Unless otherwise indicated, the business address of each person listed is in care of c/o Omega Commercial Finance Corp., 1000 5th Street, Suite 200, Miami Beach, Florida 33139. The percentages in the table have been calculated on the basis of treating as outstanding for a particular person, all Shares outstanding on that date and all Shares issuable to that holder in the event of exercise of outstanding options, warrants, rights or conversion privileges owned by that person at that date which are exercisable within 60 days of that date. Except as otherwise indicated, the persons listed below have sole voting and investment power with respect to all Shares owned by them, except to the extent that power may be shared with a spouse.
| | | | |
Name and Address of Beneficial Owner – Common Stock | | Amount and Nature of Beneficial Ownership | | Percent of Class |
Jon S. Cummings, IV(1) | | 210,013,852 | | 13350% |
Clarence Williams | | 10,000,002 | | 0% |
Eran Danino | | 42,701,300 | | 2.71% |
Todd Buxton | | 42,500,005 | | 2.70% |
Iconic Holdings LLC(4) 7200 Wisconsin Ave., Suite 206 Bethesda, MD 20814) | | 56,672,728 | | 3.60 |
Beaufort Capital Partners LLC(5) 660 White Plains Road STE 455 Tarrytown, NY 10591 | | 56,581,818 | | 3.60 |
All officers and directors as a group (4 persons) | | 305,500,873 | | 20.03% |
Omega Capital Funding LLC(2) | | 602 | | 0% |
Omega Capital Street LLC(3) | | 60,010,250 | | 3.93% |
(1) Mr. Cummings is our CEO. Includes 150,002,750 shares owned directly, 602 shares owned by Omega Capital Funding, LLC, 60,010,250 shares owned by Omega Capital Street, LLC and 250 shares owned by Omega CRE Group, LLC, our wholly owned subsidiaries.
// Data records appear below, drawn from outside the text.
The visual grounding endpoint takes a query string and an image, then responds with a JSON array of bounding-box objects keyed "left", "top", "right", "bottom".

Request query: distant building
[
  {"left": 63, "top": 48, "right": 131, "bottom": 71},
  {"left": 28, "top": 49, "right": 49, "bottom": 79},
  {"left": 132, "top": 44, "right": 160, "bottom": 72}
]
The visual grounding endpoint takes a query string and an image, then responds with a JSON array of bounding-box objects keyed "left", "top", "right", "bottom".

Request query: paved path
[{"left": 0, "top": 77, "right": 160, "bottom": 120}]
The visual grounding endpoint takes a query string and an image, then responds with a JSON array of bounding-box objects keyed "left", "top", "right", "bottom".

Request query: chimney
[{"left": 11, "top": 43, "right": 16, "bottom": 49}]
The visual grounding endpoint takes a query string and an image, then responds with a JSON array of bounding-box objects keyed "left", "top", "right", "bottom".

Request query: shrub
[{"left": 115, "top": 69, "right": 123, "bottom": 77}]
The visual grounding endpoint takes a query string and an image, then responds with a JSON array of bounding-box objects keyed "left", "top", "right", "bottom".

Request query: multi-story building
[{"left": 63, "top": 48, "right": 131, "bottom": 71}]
(2) Mr. Cummings has voting and dispositive control over securities held by Omega Capital Funding LLC.
(2) Mr. Cummings has voting and dispositive control over securities held by Omega Capital Street LLC.
(3) Mr. Cummings has voting and dispositive control over securities held by Omega CRE Group LLC.
(4) Iconic Holdings Inc. had voting and dispositive control over 9.9% of outstanding securities, as filed on Schedule 13G with the SEC on February 26, 2015.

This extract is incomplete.